Nello scenario del 2023 c’è la novità dell’apertura dell’economia cinese. Sotto la pressione dei dati di crescita insoddisfacenti, il governo di Pechino ha abbandonato le misure “zero Covid” ma l’alternativa del diavolo tra crescita economica e salute pubblica si sta manifestando in tutta la sua drammaticità.

Cautela dunque prima di festeggiare, l’estensione dei contagi mette ancora a repentaglio l’efficienza nelle fabbriche e nei porti, la pressione dell’emergenza sanitaria potrebbe costringere il governo cinese a rivedere le modalità delle riaperture.
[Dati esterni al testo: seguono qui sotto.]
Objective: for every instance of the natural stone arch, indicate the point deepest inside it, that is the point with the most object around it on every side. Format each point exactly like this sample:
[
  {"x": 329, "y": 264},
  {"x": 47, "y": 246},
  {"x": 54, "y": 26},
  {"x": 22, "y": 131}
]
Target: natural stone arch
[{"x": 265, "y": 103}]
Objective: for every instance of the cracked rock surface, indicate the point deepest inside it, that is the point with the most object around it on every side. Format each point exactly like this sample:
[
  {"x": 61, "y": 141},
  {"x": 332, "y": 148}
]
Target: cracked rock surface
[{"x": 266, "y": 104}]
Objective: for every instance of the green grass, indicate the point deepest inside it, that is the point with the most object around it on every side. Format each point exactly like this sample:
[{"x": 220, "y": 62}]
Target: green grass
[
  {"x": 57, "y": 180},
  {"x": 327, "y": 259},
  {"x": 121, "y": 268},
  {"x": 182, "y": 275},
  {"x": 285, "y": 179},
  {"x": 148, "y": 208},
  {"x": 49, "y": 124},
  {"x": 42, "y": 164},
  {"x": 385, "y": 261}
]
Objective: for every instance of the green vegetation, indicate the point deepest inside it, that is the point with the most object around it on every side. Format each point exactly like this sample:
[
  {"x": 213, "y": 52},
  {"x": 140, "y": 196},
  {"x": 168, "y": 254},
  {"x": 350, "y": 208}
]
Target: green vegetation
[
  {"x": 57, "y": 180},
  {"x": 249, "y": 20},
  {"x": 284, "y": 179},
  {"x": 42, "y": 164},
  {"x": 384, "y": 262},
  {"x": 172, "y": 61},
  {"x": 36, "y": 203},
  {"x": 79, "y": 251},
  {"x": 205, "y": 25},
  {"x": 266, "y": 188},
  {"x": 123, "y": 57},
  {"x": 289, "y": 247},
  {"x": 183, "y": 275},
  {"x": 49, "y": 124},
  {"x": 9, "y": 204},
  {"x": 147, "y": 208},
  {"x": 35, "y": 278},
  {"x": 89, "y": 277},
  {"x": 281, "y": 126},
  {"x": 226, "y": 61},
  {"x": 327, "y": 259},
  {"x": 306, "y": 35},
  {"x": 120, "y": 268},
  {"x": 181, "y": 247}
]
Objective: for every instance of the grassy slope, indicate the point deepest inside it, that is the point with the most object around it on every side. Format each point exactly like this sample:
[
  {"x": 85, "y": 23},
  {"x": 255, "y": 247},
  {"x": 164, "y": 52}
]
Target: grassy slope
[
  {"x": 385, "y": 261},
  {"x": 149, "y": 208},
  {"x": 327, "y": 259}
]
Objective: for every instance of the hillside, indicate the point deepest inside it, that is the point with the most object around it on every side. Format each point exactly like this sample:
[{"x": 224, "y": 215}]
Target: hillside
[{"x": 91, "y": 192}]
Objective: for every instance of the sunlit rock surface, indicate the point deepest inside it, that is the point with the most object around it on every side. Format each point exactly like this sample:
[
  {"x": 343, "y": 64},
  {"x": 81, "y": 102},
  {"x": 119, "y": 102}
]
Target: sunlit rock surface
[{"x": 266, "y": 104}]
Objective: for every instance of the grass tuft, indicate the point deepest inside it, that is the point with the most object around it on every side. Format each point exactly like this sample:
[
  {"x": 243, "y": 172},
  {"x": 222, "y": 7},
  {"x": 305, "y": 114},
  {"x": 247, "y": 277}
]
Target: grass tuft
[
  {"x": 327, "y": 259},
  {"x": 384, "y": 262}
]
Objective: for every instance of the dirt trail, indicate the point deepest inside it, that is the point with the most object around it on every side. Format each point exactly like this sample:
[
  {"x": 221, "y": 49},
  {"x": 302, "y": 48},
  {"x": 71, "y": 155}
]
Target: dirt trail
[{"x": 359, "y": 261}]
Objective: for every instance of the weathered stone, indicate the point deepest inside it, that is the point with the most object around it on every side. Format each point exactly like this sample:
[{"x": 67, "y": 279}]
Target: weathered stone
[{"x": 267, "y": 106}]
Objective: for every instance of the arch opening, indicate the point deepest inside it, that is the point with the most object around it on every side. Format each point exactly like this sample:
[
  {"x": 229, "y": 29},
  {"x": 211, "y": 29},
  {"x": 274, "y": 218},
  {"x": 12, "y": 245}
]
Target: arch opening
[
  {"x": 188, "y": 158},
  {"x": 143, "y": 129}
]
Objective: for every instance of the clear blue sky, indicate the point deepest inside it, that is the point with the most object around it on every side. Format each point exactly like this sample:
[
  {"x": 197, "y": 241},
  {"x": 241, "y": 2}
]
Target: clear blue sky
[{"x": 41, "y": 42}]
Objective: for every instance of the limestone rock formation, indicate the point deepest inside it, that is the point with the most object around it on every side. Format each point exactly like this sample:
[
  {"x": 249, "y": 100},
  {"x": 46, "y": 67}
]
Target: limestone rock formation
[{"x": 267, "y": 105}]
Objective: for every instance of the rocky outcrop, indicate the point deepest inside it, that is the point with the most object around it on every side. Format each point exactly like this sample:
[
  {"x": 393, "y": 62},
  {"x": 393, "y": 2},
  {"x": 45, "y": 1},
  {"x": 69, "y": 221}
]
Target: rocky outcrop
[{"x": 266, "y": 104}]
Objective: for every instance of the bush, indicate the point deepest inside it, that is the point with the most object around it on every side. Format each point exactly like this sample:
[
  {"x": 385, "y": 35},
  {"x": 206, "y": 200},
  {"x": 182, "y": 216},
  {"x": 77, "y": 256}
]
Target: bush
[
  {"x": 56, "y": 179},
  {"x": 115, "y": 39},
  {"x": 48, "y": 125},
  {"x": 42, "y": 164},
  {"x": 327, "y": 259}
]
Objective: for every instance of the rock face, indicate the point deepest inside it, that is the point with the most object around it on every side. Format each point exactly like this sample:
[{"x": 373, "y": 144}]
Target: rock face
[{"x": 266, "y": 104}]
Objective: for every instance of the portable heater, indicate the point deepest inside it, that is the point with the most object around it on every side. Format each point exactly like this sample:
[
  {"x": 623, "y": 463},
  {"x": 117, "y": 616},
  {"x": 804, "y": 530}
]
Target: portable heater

Come una Befana maligna, il nuovo anno porta con sé il suo fardello di inquietudini che incrinano la fiducia e alimentano la volatilità.

“Benvenuti nel mondo delle policrisi”, scriveva poche settimane fa lo storico Adam Tooze in un editoriale dedicato a un mondo ancora lontano dall’assestamento e segnato da molteplici focolai di tensione: al conflitto in Ucraina e alla competizione per l’egemonia globale si affiancano la questione energetica, indissolubilmente collegata alla sostenibilità ambientale, le tre sfide dell’Europa su sicurezza militare, indipendenza energetica e crescita economica, poi naturalmente ci sono l’inflazione e i tassi d’interesse, la questione dell’assetto monetario globale, le trasformazioni del sistema economico.
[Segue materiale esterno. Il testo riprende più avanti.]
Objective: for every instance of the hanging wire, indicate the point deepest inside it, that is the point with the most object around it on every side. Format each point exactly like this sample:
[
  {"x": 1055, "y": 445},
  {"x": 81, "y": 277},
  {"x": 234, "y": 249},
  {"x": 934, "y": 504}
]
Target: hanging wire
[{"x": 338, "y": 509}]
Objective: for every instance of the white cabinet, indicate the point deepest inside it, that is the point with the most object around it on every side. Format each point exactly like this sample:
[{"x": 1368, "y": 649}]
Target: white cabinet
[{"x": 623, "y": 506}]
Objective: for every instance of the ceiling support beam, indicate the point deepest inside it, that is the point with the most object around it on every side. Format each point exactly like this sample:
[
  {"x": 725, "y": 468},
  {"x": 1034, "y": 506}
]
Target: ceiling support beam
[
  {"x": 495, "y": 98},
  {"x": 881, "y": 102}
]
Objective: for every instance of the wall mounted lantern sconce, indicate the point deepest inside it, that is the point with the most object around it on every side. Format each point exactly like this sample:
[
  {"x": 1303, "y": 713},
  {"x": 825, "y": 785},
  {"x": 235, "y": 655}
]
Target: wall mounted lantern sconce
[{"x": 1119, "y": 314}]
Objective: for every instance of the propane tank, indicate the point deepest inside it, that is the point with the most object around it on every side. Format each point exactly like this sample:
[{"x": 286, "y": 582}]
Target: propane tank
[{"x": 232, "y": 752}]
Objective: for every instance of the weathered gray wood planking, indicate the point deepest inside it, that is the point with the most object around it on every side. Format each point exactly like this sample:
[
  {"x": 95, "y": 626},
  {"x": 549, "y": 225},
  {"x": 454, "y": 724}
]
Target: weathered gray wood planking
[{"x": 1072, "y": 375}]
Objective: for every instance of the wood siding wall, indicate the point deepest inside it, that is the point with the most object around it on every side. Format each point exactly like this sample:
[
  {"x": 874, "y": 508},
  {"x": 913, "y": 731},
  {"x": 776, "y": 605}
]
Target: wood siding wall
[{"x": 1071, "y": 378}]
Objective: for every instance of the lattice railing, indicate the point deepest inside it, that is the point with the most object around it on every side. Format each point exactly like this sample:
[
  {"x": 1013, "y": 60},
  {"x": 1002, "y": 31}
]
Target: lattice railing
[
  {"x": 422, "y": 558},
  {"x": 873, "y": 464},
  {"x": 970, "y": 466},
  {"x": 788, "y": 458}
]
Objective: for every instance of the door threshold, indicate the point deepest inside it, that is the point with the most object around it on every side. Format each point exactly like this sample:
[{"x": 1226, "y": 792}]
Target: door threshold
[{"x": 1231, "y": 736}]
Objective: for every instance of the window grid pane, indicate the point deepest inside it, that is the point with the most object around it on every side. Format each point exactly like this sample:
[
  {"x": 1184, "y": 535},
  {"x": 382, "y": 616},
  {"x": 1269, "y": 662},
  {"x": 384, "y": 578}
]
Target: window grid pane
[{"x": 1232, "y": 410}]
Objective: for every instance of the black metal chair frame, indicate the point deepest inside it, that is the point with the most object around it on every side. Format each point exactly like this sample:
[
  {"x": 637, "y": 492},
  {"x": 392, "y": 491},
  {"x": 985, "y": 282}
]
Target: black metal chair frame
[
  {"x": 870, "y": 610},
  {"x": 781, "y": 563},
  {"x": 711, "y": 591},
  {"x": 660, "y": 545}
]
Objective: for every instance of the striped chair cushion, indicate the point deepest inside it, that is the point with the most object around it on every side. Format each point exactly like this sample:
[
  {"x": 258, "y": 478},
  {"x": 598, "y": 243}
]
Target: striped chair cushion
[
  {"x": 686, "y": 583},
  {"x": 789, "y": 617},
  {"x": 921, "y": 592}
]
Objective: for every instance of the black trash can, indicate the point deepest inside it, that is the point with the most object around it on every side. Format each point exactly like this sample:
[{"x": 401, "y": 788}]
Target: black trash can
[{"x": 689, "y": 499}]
La paternità del termine “policrisi” è di Edgar Morin e Anne Brigitte Kern, che la utilizzarono nel 1999 nella loro descrizione di “crisi intrecciate e sovrapposte” che rappresentavano la “complessa interconnessione di problemi, antagonismi, crisi, processi incontrollati con la crisi generale del pianeta”.
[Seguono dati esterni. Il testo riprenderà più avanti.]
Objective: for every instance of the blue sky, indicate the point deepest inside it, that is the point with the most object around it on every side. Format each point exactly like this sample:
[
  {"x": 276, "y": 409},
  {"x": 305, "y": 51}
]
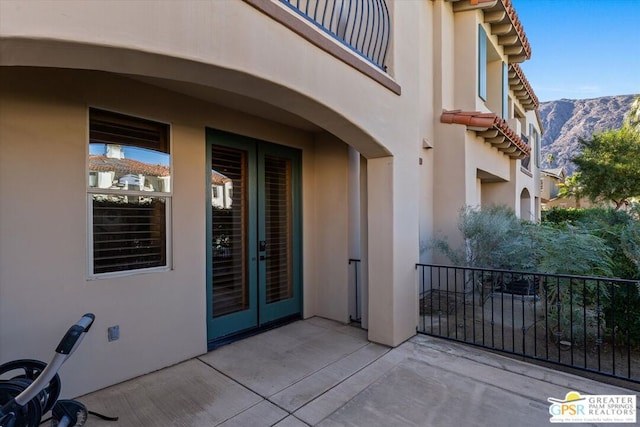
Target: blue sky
[{"x": 581, "y": 48}]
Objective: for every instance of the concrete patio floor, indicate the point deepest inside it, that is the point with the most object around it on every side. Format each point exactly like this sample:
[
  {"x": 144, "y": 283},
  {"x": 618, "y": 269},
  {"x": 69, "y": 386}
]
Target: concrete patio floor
[{"x": 320, "y": 372}]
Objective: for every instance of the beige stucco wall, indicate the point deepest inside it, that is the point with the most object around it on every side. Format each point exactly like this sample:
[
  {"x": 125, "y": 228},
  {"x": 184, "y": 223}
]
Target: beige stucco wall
[
  {"x": 43, "y": 250},
  {"x": 178, "y": 61}
]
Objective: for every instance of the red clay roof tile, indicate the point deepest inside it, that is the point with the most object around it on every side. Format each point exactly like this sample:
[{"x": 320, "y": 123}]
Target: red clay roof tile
[{"x": 482, "y": 122}]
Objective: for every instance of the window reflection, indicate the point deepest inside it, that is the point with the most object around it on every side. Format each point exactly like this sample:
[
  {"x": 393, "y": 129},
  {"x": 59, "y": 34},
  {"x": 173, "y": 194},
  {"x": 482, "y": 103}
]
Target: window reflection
[
  {"x": 221, "y": 190},
  {"x": 113, "y": 166}
]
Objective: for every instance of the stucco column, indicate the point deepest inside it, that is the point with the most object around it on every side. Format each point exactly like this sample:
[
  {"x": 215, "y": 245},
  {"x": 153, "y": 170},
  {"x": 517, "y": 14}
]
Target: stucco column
[{"x": 392, "y": 253}]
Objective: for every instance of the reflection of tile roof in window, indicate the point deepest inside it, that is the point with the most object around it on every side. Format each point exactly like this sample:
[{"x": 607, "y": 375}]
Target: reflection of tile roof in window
[
  {"x": 101, "y": 163},
  {"x": 492, "y": 128},
  {"x": 219, "y": 179},
  {"x": 521, "y": 88}
]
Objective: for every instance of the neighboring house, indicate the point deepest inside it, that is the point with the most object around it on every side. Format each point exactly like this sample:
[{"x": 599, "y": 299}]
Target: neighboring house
[{"x": 194, "y": 170}]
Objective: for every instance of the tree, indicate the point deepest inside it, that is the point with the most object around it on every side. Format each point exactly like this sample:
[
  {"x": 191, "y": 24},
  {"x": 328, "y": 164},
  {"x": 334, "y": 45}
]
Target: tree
[
  {"x": 571, "y": 188},
  {"x": 633, "y": 119},
  {"x": 609, "y": 165}
]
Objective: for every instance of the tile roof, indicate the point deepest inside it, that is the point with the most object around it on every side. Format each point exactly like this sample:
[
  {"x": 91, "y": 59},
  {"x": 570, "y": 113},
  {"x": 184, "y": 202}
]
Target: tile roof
[
  {"x": 521, "y": 88},
  {"x": 492, "y": 128},
  {"x": 505, "y": 24}
]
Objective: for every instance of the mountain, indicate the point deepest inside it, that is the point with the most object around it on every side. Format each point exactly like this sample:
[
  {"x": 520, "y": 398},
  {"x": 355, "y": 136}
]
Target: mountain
[{"x": 566, "y": 120}]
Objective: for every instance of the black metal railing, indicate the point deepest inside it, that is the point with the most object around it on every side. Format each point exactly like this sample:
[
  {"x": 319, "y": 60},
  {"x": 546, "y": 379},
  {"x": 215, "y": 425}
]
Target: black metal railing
[
  {"x": 587, "y": 323},
  {"x": 362, "y": 25},
  {"x": 357, "y": 316}
]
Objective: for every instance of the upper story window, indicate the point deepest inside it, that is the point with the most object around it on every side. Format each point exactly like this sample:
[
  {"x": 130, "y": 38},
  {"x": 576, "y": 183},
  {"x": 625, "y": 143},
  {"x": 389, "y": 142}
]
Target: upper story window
[
  {"x": 493, "y": 76},
  {"x": 482, "y": 63},
  {"x": 535, "y": 141},
  {"x": 129, "y": 193},
  {"x": 362, "y": 25}
]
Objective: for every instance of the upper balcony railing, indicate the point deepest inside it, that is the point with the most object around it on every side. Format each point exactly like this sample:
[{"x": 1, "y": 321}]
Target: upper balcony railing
[{"x": 362, "y": 25}]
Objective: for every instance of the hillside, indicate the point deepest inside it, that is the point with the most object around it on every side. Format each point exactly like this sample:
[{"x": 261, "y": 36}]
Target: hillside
[{"x": 566, "y": 120}]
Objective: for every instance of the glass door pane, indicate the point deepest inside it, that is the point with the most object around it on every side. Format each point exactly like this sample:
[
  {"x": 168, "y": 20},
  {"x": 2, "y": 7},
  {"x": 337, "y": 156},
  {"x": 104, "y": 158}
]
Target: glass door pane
[
  {"x": 229, "y": 230},
  {"x": 278, "y": 229}
]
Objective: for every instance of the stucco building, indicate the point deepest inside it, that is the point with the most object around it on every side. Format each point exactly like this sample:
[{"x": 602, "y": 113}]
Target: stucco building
[{"x": 192, "y": 170}]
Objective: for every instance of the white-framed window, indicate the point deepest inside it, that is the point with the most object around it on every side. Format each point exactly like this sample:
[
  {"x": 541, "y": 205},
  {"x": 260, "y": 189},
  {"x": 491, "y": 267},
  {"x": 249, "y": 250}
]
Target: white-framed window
[{"x": 128, "y": 194}]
Tra le molteplici fonti di incertezza almeno tre richiederanno l’attenzione degli investitori:

–               Nessuno può prevedere come evolveranno le “policrisi”, la posta in gioco nel conflitto ucraino supera la disputa territoriale e per quanto appaia lontana, tutti ci auguriamo che il 2023 sia l’anno della pace. In ogni caso, anche quando termineranno i combattimenti, è probabile che seguirà una guerra fredda gravida di incognite;

–               La riorganizzazione delle catene del valore non sarà semplice: non sarà agevole sostituire in breve tempo e con efficienza le economie di scala e l’esperienza della manifattura cinese. La priorità del governo cinese è la gestione dell’emergenza sanitaria mentre in politica estera è impensabile qualcosa di diverso dalla ricerca di una convivenza pacifica tra Stati Uniti e Cina;

–               Le banche centrali rimarranno “centrali” anche nelle analisi economiche e finanziarie, in gioco non solo la determinazione a stroncare l’inflazione ma anche la loro credibilità nella gestione (più) accorta della “forward guidance”; il 2022 non è stato un buon anno per la reputazione e la capacità di comunicare dei banchieri di Washington e Francoforte.